200,000 people live in Rotterdam South. There are beautiful canals, picturesque avenues and some schools are more charming than those found in the North. How is it possible therefore that the South has such a negative image?
Why is it that there is much poverty, high unemployment, less public transport and low levels of higher education? How is it possible that city and port have grown so far apart? And why do the dikes form a barrier?
In a three-year search, Francine Houben studied the history of South, spoke with the Port Authority, inland navigation boaters, residents, market vendors, educational institutions, mobility experts, artists, officials and administrators. Her conclusion was: an integrated vision is needed that gives the South a perspective again. What if the existing dike infrastructure is transformed into a spectacular ten-kilometer-long dike park, a reconciliation between port and city?
A green ribbon where Southerners, both local residents and port workers alike, can walk, stroll, and do sports? An education campus in the Maashaven focused on the theme of care, technology and logistics.
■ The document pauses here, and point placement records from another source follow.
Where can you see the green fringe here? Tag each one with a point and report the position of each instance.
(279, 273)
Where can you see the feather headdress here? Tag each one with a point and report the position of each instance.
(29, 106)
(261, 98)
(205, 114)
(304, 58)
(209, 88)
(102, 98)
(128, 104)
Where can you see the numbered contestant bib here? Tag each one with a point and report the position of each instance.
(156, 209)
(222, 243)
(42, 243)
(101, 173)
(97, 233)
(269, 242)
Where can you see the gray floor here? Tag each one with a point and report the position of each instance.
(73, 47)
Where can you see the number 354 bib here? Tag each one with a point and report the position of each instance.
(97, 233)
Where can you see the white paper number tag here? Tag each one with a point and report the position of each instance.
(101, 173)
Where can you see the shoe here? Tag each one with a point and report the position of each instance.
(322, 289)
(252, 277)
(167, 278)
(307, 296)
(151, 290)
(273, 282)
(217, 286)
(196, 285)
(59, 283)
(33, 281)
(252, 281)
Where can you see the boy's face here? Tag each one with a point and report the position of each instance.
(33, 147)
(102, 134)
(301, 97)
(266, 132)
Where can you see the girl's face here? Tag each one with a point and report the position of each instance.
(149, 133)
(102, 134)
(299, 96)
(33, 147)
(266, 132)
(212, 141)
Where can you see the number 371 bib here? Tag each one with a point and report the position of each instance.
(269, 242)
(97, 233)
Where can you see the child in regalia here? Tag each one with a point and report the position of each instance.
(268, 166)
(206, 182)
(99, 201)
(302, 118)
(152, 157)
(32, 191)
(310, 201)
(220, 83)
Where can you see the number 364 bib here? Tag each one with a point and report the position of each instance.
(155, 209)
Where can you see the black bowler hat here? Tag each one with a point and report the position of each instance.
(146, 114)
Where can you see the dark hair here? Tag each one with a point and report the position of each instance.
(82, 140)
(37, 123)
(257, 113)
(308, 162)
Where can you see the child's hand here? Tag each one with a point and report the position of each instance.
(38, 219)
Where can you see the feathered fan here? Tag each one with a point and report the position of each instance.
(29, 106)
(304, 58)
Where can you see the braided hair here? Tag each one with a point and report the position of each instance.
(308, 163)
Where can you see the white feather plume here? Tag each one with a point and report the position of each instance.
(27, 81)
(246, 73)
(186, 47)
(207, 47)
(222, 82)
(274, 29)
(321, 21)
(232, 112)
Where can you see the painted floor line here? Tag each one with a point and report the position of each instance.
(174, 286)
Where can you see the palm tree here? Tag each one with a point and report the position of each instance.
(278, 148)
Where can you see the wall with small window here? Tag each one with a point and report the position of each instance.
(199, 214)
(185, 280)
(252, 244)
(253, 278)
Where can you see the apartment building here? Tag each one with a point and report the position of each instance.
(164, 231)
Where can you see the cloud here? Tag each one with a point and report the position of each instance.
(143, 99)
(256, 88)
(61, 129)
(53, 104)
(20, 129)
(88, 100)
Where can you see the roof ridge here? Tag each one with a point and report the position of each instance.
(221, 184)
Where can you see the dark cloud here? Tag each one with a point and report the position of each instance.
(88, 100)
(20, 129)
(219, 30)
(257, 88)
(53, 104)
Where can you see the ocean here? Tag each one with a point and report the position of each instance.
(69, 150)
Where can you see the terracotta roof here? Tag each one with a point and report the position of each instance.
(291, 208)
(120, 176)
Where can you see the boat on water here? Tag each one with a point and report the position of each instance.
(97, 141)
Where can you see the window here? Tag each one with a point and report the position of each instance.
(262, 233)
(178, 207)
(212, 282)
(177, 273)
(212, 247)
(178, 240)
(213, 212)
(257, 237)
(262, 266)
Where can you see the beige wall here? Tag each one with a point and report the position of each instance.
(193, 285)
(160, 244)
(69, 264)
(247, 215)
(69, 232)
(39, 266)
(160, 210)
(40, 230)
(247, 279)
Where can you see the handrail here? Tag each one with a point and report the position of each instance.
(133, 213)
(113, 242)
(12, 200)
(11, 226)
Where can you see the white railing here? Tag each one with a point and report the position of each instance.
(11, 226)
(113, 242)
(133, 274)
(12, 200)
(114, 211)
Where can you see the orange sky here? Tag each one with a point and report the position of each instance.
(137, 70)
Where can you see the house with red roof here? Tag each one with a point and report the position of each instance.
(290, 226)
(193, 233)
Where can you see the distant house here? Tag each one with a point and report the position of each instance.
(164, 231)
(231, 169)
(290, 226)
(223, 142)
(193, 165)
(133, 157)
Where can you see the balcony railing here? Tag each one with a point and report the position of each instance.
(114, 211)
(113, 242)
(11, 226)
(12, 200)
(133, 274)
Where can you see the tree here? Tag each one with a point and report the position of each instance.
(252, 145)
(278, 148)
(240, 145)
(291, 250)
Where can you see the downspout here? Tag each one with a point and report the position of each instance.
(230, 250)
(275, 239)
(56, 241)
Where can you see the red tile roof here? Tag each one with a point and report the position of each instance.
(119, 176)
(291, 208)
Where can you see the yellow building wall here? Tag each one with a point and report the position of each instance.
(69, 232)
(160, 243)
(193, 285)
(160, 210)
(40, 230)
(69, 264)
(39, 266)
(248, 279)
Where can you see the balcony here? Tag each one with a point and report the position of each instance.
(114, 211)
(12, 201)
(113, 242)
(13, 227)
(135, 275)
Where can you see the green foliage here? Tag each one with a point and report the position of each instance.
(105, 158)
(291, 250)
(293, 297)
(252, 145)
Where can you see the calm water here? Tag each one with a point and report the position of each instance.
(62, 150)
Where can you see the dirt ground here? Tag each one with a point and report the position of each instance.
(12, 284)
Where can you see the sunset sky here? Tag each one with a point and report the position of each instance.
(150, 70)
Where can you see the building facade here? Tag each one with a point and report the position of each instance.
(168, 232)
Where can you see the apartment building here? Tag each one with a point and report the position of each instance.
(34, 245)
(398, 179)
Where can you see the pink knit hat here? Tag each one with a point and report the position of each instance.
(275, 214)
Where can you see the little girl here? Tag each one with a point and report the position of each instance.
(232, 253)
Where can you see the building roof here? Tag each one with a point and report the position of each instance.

A place for collaboration between Delft University of Technology, Erasmus University Rotterdam, HBO, MBO, startups and culture, of course also providing new student accommodation. Waalhaven South Campus, just like the piers in the Waalhaven, will transform into places where working, living and recreation merge together.
Improving mobility is essential: good cycling and walking connections, a new Waalhaven South metro station, a 6.5-kilometer round “Heart of Rotterdam” that connects cycling south and north of the river through the Maas tunnel and Erasmus bridge. And last but not least a new super bus route from Central Station to Waalhaven South and Feyenoord City.